Tivemos assassinados, desaparecidos e torturados identificados e tivemos também militares perseguidos que ficaram invisíveis.
Os militares perderam carreiras e empregos, foram humilhados, vigiados. Muitos foram presos, torturados e transformados em párias já sem farda.
Foram mais de 6 mil militares, de todas as patentes, com a vida destruída pelos ditadores.
Ninguém falava deles, porque eles não tinham votos, com a chance da reabilitação gloriosa de uma eleição, e não dispunham nem mesmo de um discurso público.
Os militares não tinham tribuna, nem trincheira, nem proteção de ninguém importante. E a população nada sabia deles por causa da ignorância produzida pela ditadura.
E temos então o terceiro motivo pelo qual os militares caçados foram abandonados. Os anistiados e os recém-chegados à política da distensão não queriam broncas com os militares que ficaram mais de duas décadas no poder.
Prevaleceu o apelo de que era preciso pacificar o país. Não falem da perseguição aos militares discordantes da ditadura massacrados pelos próprios militares.
A defesa dos mais de 6 mil cercados e caçados poderia ser confundida com o alinhamento à luta e à memória dos que afrontaram hierarquias e comandos e, como minoria, pegaram em armas.
Falar do drama dos militares insubordinados era correr, entre outros, o risco de induzir a uma confusão com as ações de Carlos Lamarca?

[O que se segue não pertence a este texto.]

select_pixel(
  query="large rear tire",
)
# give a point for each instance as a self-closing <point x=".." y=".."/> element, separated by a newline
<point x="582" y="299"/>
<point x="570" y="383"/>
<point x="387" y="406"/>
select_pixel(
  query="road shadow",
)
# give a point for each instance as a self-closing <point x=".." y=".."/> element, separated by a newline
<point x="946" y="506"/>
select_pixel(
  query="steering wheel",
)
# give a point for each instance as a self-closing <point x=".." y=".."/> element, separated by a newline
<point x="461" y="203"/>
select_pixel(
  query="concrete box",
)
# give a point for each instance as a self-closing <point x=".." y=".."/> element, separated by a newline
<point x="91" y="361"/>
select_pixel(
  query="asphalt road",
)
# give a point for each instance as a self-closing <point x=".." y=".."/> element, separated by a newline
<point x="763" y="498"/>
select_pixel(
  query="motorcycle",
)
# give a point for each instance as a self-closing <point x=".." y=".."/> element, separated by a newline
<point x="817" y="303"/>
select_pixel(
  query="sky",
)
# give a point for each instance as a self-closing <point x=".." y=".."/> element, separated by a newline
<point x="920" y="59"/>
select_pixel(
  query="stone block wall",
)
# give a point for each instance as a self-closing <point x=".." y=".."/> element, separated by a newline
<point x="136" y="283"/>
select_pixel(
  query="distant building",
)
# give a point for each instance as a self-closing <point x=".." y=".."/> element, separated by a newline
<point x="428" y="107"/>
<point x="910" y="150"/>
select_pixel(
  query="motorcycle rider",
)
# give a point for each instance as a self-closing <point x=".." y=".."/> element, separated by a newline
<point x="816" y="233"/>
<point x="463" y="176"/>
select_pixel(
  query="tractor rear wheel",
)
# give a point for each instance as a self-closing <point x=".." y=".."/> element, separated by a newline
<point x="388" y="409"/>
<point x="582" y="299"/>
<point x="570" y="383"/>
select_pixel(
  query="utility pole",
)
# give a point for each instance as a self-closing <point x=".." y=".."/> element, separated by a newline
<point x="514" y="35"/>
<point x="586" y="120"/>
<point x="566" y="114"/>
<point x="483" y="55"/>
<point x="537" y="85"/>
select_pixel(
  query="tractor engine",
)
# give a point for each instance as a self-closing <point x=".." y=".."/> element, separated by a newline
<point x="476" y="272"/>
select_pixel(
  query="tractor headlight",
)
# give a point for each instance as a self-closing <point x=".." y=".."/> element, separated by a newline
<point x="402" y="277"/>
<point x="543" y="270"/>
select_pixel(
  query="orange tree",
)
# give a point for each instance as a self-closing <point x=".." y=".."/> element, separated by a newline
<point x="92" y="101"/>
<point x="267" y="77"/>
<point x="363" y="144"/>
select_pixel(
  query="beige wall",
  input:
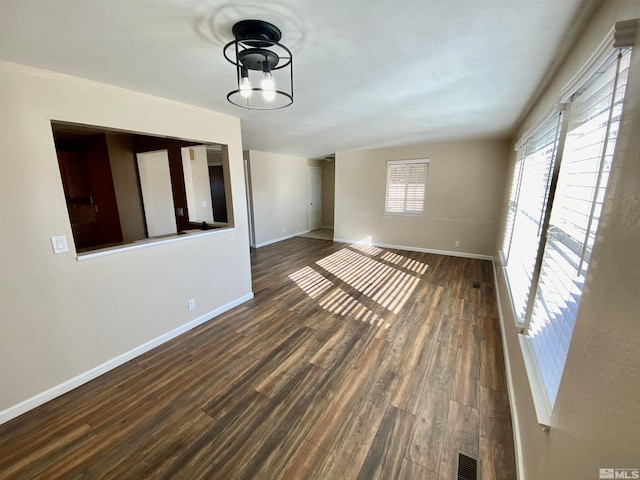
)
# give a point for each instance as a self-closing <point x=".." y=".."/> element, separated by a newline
<point x="465" y="188"/>
<point x="279" y="191"/>
<point x="60" y="317"/>
<point x="328" y="192"/>
<point x="596" y="420"/>
<point x="197" y="184"/>
<point x="125" y="183"/>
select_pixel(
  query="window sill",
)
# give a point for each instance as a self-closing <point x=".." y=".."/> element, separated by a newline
<point x="150" y="242"/>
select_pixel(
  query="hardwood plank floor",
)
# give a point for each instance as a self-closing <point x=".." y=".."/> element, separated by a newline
<point x="351" y="362"/>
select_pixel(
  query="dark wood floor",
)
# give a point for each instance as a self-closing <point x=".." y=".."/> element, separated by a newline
<point x="352" y="362"/>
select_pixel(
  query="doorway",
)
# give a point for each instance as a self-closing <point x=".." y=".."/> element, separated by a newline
<point x="315" y="198"/>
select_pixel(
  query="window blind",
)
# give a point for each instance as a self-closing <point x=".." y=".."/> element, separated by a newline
<point x="588" y="152"/>
<point x="406" y="187"/>
<point x="535" y="171"/>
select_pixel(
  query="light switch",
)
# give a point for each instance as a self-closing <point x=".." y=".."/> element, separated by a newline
<point x="59" y="244"/>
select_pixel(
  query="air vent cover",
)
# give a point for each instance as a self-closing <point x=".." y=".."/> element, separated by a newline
<point x="467" y="468"/>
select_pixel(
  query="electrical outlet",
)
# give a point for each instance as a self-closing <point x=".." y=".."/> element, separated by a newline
<point x="59" y="244"/>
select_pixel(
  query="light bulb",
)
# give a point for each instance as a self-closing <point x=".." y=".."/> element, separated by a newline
<point x="245" y="85"/>
<point x="268" y="87"/>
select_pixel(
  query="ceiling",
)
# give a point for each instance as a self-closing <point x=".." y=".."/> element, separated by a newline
<point x="366" y="73"/>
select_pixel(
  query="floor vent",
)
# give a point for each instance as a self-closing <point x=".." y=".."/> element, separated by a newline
<point x="467" y="468"/>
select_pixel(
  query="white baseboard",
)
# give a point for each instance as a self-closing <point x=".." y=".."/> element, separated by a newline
<point x="515" y="424"/>
<point x="276" y="240"/>
<point x="420" y="249"/>
<point x="58" y="390"/>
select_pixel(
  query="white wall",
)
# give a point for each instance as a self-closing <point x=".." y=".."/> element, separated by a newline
<point x="60" y="317"/>
<point x="328" y="192"/>
<point x="596" y="419"/>
<point x="465" y="188"/>
<point x="125" y="183"/>
<point x="279" y="189"/>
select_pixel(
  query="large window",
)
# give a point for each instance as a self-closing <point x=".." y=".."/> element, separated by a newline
<point x="530" y="191"/>
<point x="553" y="218"/>
<point x="406" y="187"/>
<point x="587" y="158"/>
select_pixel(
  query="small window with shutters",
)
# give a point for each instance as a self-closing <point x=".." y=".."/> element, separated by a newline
<point x="406" y="187"/>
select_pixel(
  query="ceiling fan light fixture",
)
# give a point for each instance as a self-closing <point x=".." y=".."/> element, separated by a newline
<point x="256" y="49"/>
<point x="245" y="84"/>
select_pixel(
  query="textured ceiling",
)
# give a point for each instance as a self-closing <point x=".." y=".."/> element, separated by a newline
<point x="367" y="73"/>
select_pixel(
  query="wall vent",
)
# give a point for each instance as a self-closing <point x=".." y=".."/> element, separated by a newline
<point x="466" y="468"/>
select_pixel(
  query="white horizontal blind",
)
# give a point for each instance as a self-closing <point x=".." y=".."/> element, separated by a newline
<point x="587" y="157"/>
<point x="406" y="187"/>
<point x="533" y="191"/>
<point x="513" y="207"/>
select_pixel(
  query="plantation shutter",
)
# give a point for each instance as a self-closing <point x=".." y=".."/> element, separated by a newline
<point x="406" y="186"/>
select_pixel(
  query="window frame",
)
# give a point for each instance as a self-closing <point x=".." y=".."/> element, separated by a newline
<point x="543" y="393"/>
<point x="405" y="166"/>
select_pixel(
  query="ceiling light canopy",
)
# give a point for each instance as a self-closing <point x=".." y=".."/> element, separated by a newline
<point x="264" y="67"/>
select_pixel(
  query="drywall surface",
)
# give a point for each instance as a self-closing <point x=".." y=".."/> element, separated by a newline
<point x="123" y="169"/>
<point x="596" y="419"/>
<point x="60" y="317"/>
<point x="279" y="190"/>
<point x="464" y="195"/>
<point x="328" y="192"/>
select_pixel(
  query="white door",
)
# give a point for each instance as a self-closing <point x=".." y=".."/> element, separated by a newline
<point x="315" y="198"/>
<point x="157" y="195"/>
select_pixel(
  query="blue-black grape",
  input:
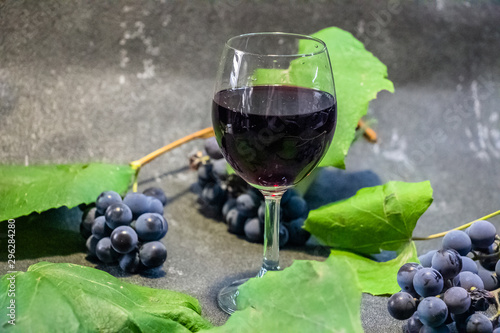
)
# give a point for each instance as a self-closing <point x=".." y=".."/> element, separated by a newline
<point x="105" y="252"/>
<point x="212" y="148"/>
<point x="254" y="231"/>
<point x="405" y="276"/>
<point x="447" y="262"/>
<point x="428" y="282"/>
<point x="88" y="219"/>
<point x="298" y="235"/>
<point x="440" y="329"/>
<point x="468" y="280"/>
<point x="295" y="207"/>
<point x="131" y="262"/>
<point x="426" y="259"/>
<point x="478" y="323"/>
<point x="490" y="280"/>
<point x="432" y="311"/>
<point x="219" y="169"/>
<point x="124" y="239"/>
<point x="284" y="235"/>
<point x="153" y="254"/>
<point x="91" y="244"/>
<point x="469" y="265"/>
<point x="118" y="214"/>
<point x="157" y="193"/>
<point x="401" y="305"/>
<point x="105" y="199"/>
<point x="100" y="228"/>
<point x="457" y="240"/>
<point x="236" y="222"/>
<point x="151" y="227"/>
<point x="414" y="324"/>
<point x="246" y="205"/>
<point x="228" y="205"/>
<point x="482" y="234"/>
<point x="457" y="299"/>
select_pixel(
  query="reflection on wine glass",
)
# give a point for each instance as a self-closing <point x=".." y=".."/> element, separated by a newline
<point x="274" y="114"/>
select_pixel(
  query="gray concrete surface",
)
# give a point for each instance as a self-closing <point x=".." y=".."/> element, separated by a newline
<point x="113" y="80"/>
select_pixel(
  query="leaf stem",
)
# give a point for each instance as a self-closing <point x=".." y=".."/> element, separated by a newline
<point x="201" y="134"/>
<point x="462" y="227"/>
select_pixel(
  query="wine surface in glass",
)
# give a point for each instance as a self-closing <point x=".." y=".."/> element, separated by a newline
<point x="274" y="136"/>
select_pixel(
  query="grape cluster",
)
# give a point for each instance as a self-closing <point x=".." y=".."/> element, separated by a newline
<point x="228" y="198"/>
<point x="127" y="231"/>
<point x="448" y="287"/>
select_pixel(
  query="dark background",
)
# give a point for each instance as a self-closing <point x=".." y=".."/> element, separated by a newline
<point x="111" y="81"/>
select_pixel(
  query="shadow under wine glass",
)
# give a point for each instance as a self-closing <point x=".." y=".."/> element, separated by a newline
<point x="274" y="115"/>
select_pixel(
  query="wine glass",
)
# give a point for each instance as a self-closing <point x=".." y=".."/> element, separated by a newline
<point x="274" y="114"/>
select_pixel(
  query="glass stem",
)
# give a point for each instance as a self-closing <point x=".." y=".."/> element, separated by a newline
<point x="270" y="260"/>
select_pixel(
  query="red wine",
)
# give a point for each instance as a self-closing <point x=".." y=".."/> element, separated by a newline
<point x="274" y="136"/>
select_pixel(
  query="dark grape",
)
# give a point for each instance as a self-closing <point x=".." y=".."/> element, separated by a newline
<point x="88" y="219"/>
<point x="157" y="193"/>
<point x="447" y="262"/>
<point x="482" y="234"/>
<point x="479" y="323"/>
<point x="284" y="235"/>
<point x="440" y="329"/>
<point x="91" y="244"/>
<point x="100" y="229"/>
<point x="212" y="148"/>
<point x="105" y="252"/>
<point x="236" y="222"/>
<point x="432" y="311"/>
<point x="428" y="282"/>
<point x="118" y="214"/>
<point x="228" y="205"/>
<point x="254" y="230"/>
<point x="457" y="240"/>
<point x="298" y="235"/>
<point x="295" y="207"/>
<point x="469" y="265"/>
<point x="401" y="305"/>
<point x="246" y="205"/>
<point x="489" y="278"/>
<point x="151" y="227"/>
<point x="131" y="262"/>
<point x="426" y="259"/>
<point x="153" y="254"/>
<point x="105" y="199"/>
<point x="457" y="299"/>
<point x="124" y="239"/>
<point x="469" y="280"/>
<point x="414" y="324"/>
<point x="405" y="276"/>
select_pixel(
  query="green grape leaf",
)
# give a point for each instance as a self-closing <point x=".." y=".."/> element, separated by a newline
<point x="376" y="218"/>
<point x="309" y="296"/>
<point x="358" y="76"/>
<point x="40" y="187"/>
<point x="69" y="298"/>
<point x="378" y="278"/>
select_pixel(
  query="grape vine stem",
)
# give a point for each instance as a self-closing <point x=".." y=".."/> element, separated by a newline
<point x="462" y="227"/>
<point x="136" y="165"/>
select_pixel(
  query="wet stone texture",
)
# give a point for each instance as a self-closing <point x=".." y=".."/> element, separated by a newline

É assim que os militares perseguidos desde o primeiro dia do golpe e depois cassados e afastados dos quartéis só vão reaparecer como vítimas da ditadura cinco décadas depois, pelo menos para o grande público, porque seus dramas engavetados finalmente são revelados pela Comissão Nacional da Verdade.
Antes, ninguém sabia quase nada sobre a morte em vida desses mais de 6 mil brasileiros que os militares consideravam conspiradores contra a democracia, porque o golpista sempre diz defender a democracia.
É uma omissão que as esquerdas trataram como tabu, um esquecimento constrangido e abafado, mesmo que dos 436 mortos e desaparecidos na ditatura, 35 sejam militares.
Tentemos imaginar hoje o sentimento dos sobreviventes de famílias de oficiais, tenentes, sargentos e cabos caçados pelos próprios colegas, dedurados e considerados traidores.
O que sente hoje o filho de um militar perseguido pela ditadura, diante da informação de que oficiais do entorno de Bolsonaro tramavam um golpe contra a democracia?
O que pensa o filho de um militar expulso do quartel, que viu a família perder trabalho, renda e perspectivas, que viu pai e mãe mudarem-se de cidade para escapar de perseguições?
O que os netos de um militar que teve a vida destruída depois de 64 pensam de coronéis que articulavam agora um golpe com o colega coronel ajudante de ordens de Bolsonaro?
O que eles acham de uma das conversas de Mauro Cid com o coronel Jean Lawand em que o último, frustrado com o fracasso do golpe, se preocupa em avisar os que durante 52 dias estavam cagando em banheiros químicos nos acampamentos.
Essa era a preocupação do coronel golpista. Avisar os desatinados que cagavam na rua sob a proteção dos militares e pedir para que voltassem para casa.
O que o filho de um coronel cassado depois de 64 pensa dos coronéis encarregados da cobertura a manés e terroristas que defecavam na frente do QG do Exército em Brasília?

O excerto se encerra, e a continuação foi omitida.